Position the camera in front of your face and collect initial data. Point to the target feature with the mouse cursor that matches the category you've selected (such as the nose). Click to collect data. The annotated snapshot you just collected will appear in the middle display box. As you collect each image, vary your head position and pose:
- 1. Add 20 images of your nose with the nose category selected
  2. Add 20 images of your left eye face with the left_eye category selected
  3. Add 20 images of your right eye with the right_eye category selected
  4. Set the number of epochs to 10 and click the train button
  5. Once the training is complete, try the live view and observe the prediction. A blue circle should appear on the feature selected.
Step 4: Improve Your Model

Use the live inference as a guide to improve your model! The live feed shows the model's prediction. As you move your head, does the target circle correctly follow your nose (or left_eye, right_eye)? If not, then click the correct location and add data. After you've added some data for a new scenario, train the model some more. For example:
- - Move the camera so that the face is closer. Is the performance of the predictor still good? If not, try adding some data for each category (10 each) and retrain (5 epochs). Does this help? You can experiment with more data and more training.
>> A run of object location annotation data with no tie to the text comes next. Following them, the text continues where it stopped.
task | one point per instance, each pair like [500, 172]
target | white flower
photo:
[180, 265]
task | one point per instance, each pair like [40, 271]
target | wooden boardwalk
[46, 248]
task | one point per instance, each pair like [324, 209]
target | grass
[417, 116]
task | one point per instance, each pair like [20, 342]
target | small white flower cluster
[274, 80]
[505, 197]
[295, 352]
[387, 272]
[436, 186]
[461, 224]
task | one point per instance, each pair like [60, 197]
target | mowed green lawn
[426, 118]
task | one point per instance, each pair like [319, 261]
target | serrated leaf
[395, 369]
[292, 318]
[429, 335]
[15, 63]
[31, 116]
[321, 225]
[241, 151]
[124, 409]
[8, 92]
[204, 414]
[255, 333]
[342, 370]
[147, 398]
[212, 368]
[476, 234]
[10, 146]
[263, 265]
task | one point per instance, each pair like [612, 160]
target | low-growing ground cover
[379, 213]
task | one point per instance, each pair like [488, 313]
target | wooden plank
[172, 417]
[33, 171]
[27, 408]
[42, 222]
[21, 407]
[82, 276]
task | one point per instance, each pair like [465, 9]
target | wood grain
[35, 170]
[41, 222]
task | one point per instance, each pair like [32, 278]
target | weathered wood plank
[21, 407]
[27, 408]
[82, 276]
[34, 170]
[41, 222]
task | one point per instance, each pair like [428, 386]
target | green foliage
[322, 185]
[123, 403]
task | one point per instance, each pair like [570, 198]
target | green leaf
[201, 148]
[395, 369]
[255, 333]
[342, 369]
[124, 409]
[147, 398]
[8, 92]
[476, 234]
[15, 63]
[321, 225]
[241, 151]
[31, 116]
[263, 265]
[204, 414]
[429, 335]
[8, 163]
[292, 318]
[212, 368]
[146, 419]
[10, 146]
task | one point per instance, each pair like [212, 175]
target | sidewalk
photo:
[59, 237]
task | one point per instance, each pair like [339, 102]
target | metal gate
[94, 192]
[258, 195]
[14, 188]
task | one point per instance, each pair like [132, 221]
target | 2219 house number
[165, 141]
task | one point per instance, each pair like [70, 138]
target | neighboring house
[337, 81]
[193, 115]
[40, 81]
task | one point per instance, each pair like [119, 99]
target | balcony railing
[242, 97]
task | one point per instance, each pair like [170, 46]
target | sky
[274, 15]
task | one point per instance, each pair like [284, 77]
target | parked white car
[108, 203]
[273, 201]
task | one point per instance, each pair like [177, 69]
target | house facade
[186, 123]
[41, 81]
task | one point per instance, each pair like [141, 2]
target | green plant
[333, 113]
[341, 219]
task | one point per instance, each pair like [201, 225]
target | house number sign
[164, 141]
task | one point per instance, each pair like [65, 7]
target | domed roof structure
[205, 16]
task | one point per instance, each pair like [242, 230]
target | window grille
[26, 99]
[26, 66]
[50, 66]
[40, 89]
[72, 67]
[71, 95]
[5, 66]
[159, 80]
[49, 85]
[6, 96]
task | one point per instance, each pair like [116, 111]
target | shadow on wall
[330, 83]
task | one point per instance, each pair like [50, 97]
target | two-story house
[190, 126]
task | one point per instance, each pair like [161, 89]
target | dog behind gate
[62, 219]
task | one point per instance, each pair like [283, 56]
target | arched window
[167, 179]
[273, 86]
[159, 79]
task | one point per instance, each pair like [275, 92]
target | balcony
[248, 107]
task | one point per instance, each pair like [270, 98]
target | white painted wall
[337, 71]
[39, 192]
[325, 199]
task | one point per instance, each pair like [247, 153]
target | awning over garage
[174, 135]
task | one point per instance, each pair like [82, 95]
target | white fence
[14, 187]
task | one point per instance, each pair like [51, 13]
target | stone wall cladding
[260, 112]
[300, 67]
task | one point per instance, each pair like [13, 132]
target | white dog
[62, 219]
  - Move the camera to provide a different background. Is the performance of the predictor still good? If not, try adding some data for each category (10 each) and retrain (5 epochs). Does this help? You can experiment with more data and more training.
  - Are there any other scenarios you think the model might not perform well? Try them out!
  - Can you get a friend to try your model? Does it work the same? You know the drill: more data and training!
Step 5: Save Your Model

When you are satisfied with your model, save it by entering a name in the "model path" box and click "save model".